Disease activity measurement of rheumatoid arthritis: Comparison of the simplified disease activity index (SDAI) and the disease activity score including 28 joints (DAS28) in daily routine

Authors


Abstract

Objective

To assess the reliability and congruency of the Simplified Disease Activity Index (SDAI) compared with the Disease Activity Score including 28 joints (DAS28) in daily practice.

Methods

In 399 consecutive rheumatoid arthritis patients (307 women, 92 men), the SDAI and the DAS28 were calculated. Additionally, 115 of them were observed for 1 year and changes of both values were recorded. Joint assessments were performed by 4 experienced physicians. DAS28 and SDAI values and the respective changes were compared by correlation and regression analyses. Reliability assessment and factor analyses were performed. Disease activity categorizing was compared by the Wilcoxon's rank sum test.

Results

The median ± SD scores were 3.42 ± 1.45 for the DAS28 and 11.50 ± 11.50 for the SDAI. Spearman's rho was 0.897 (P < 0.0001). Score changes were also significantly correlated. Reliability testing and factor analysis revealed that both scores can be regarded as monocomponent. Categorizing patients according to the European League Against Rheumatism response criteria (EULARC) or the SDAI revealed statistically significant differences between the 2 scales (P < 0.0001).

Conclusion

SDAI values are considerably shifted to the left compared with DAS28 levels. Internal consistency and reliability of both scores are comparable. For the differences in disease activity categorizing due to the SDAI compared with the EULARC, a major limitation of the application of this newly developed disease activity score is given, unless these incongruencies can be cleared.

INTRODUCTION

Giving the physician enough information for treatment decisions is the primary requirement, but also easy applicability and time-sparing documentation are prerequisites, of disease activity monitoring in rheumatoid arthritis (RA) patients in daily routine.
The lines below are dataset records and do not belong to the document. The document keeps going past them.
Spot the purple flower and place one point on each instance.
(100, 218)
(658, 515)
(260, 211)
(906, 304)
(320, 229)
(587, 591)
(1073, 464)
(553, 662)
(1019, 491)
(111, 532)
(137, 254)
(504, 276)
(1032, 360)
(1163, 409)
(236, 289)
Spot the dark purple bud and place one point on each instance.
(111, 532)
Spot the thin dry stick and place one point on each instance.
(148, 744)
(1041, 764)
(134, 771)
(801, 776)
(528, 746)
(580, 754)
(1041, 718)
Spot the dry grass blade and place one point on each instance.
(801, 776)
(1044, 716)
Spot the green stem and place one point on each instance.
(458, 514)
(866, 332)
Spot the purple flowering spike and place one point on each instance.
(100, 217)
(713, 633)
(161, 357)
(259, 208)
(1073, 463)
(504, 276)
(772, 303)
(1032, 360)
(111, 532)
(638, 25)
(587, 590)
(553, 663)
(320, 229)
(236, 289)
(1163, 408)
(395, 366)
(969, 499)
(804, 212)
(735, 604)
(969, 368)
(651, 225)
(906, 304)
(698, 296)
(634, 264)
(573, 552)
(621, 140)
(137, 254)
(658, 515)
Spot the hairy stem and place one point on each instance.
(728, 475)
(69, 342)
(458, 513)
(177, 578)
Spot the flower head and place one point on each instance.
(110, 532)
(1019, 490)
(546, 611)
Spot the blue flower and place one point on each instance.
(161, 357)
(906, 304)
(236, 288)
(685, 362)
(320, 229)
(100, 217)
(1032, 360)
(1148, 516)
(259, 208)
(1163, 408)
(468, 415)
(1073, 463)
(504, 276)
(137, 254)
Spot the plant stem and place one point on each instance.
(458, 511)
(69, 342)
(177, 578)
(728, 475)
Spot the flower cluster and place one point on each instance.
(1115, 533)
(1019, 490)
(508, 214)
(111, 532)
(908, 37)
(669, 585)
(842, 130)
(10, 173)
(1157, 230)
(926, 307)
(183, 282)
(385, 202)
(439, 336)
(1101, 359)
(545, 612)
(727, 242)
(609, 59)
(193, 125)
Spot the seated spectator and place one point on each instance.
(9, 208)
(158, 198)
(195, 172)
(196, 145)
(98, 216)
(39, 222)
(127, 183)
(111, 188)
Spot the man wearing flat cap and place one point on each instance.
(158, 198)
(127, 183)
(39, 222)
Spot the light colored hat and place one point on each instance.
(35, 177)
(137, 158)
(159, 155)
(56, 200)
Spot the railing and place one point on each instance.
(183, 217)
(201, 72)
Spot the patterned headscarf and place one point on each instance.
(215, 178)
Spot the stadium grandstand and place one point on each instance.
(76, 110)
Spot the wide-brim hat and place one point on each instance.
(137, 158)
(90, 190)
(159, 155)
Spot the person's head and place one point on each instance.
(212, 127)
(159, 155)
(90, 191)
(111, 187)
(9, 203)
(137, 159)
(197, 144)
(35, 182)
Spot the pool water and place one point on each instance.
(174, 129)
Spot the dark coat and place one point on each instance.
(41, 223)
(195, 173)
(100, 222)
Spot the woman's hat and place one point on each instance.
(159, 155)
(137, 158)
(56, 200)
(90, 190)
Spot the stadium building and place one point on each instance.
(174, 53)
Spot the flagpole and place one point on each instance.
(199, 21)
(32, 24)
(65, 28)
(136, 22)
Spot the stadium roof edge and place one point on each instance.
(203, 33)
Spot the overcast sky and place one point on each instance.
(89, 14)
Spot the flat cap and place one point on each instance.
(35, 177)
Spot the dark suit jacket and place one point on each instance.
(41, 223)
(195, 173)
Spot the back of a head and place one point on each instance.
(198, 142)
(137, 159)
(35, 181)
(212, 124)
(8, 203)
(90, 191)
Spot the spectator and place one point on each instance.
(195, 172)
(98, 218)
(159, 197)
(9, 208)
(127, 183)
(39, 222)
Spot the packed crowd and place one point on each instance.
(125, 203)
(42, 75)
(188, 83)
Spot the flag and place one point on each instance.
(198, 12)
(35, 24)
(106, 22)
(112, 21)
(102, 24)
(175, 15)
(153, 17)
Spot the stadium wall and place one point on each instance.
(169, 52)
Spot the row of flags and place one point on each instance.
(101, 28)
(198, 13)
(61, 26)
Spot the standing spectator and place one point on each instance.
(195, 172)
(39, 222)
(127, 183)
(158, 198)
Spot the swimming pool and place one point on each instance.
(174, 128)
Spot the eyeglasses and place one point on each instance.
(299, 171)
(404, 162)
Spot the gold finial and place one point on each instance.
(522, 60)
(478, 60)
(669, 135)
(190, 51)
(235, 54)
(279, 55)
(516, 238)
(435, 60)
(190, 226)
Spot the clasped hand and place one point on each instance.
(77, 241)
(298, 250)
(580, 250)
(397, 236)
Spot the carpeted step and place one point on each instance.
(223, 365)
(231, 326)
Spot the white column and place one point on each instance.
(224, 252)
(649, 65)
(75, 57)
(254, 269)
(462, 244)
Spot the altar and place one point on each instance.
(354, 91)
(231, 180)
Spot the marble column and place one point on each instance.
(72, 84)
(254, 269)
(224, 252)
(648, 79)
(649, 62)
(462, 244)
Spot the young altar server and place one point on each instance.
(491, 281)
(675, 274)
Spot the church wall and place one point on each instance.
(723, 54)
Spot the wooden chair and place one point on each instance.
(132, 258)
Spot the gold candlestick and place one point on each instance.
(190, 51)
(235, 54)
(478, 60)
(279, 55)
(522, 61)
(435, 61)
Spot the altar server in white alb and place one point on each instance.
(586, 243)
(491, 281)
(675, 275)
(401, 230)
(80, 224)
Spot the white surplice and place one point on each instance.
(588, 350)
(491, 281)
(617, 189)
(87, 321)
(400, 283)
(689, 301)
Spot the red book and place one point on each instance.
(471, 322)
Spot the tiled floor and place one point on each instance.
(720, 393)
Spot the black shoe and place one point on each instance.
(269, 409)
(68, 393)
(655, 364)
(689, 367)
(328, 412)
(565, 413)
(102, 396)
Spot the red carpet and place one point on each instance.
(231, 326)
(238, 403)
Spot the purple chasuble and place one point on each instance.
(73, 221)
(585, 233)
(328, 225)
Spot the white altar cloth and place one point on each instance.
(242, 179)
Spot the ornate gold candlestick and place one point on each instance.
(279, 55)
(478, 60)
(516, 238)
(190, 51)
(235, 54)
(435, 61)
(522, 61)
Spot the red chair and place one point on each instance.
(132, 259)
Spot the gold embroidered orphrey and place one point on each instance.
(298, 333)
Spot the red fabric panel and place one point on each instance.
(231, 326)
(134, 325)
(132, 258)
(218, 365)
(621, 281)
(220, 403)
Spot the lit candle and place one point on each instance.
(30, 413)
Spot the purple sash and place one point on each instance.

In clinical trials, the American College of Rheumatology (ACR) response criteria or the Disease Activity Score including 28 joints (DAS28), and consequently the European League Against Rheumatism response criteria (EULARC), are most frequently applied to measure disease activity and therapeutic efficacy (1–3).

There is consensus that the ACR response criteria do not meet the needs of daily rheumatologic practice (4). The original DAS28 consists of 4 items, namely the number of swollen and tender joints (SJC and TJC) of a 28-joint count, the visual analog scale (VAS) of patient's general health (VAS-GH scored 0–100), and the erythrocyte sedimentation rate (ESR in the first hour). The value is the result of a complicated calculation (DAS28 = 0.56 × √[t28] + 0.28 × √[sw28] + 0.70 × Ln [ESR] + 0.014 × GH). The Simplified Disease Activity Index (SDAI), however, is derived by adding the following parameters: SJC and TJC of a 28-joint count, the C-reactive protein (CRP in mg/dl), the VAS-GH (scored 0–10), and the VAS of physician's health assessment (VAS-PH scored 0–10) (5). Both scores result in absolute numbers reflecting disease activity; however, by the way of calculation, different weightings of the single items are to be expected.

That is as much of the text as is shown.